Information
- Website: ugyenacademy.edu.bt

= Ugyen Academy =

Ugyen Academy (UA) is a private school located in Punakha, Bhutan, for classes VII-XII.

==History==
Ugyen Academy opened on April 3, 2002 with 154 students. The school was founded by His Excellency Yab Dasho Ugyen Dorji (father of the four Queen Mothers Dorji Wangmo, Tshering Pem, Tshering Yangdon and Sangay Choden Wangchuck of Bhutan, and the former prime minister, Lyonpo Sangay Ngedup). It started as a pet project of the honorable Dasho Yab Ugyen Dorji (1925–2019) and Yum Thinley Choden. It was a wish fulfilled for the local people and a hope for the students who did not meet the government cut off point. The school made steady progress, and the enrollment rise year by year. It is the first and only authentic international school in the Kingdom where wholesome education is offer.

==Location==
UA is situated within Khuruthang town (Punakha District). It is located between Khuruthang Middle Secondary School and Khuruthang town, which is 4 km away from Punakha Dzong.

==About the principal==
Norbu Gyaltshen has been the principal of the school since its establishment in 2002. He has a degree certificate and a master's in science from the University of New England, New South Wales. He is also the recipient of the university's Honours Roll for the project Mission Possible, UNE, NSW. He served as a teacher for 27 years and as a tutor to His Majesty the Fifth King Jigme Khesar Namgyel Wangchuck of Bhutan. He received a precious award as an educationist. He became the first recipient of a white kabney without fringes and a patang from His Majesty. The honor was granted in recognition of the important role he played and for being the epitome of a teacher in the nation.

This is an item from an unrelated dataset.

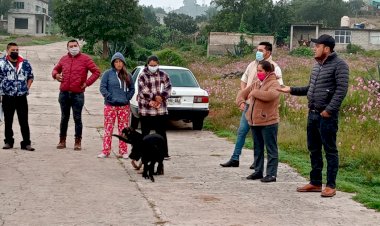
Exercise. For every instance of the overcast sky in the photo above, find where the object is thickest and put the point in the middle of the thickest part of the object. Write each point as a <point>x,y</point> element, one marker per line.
<point>173,4</point>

==Education and academics==
The school welcomes students from all over the country and does not exclude international scholars. It also provides opportunities for international students. There are students from Thailand, India, and South Korea studying regular classes. The teaching faculty consists of 47 members, which include 32 experienced Bhutanese teachers and 5 professional Indian teachers. Academics has always been the topmost priority and concern for Ugyen Academy. It is one of the best private schools. It also holds the record for being among the best schools in the country for producing top results every year during the standardized BCSE (Bhutan Certificate of Secondary Education) and BHSEC (Bhutan Higher Secondary Education Certificate) exams. It is among the top schools in the country at both the middle school level and the high school level. The school started to maintain consistency and give the best.

==Sports==
The school has always been giving the top priority to academics without diminishing the wholesome education and co-curricular activities. Not only academics but also UA is very popular in games and sports both at the school level and at the national level. Students enjoy the facility of sports in UA such as football, volleyball, swimming, cricket, and many indoor games. UA also focuses on sports and participates with hope at the dzongkhag level and national level and dominated the 7th National School Games with the highest number of medals held in Khuruthang Middle Secondary School and Ugyen Academy in Punakha. Football is the most popular game played by the students. It is the only educational institution to take part in Bhutan Premier League with the name Ugyen Academy FC. UA also represented Bhutan in the 2014 AFC President's Cup.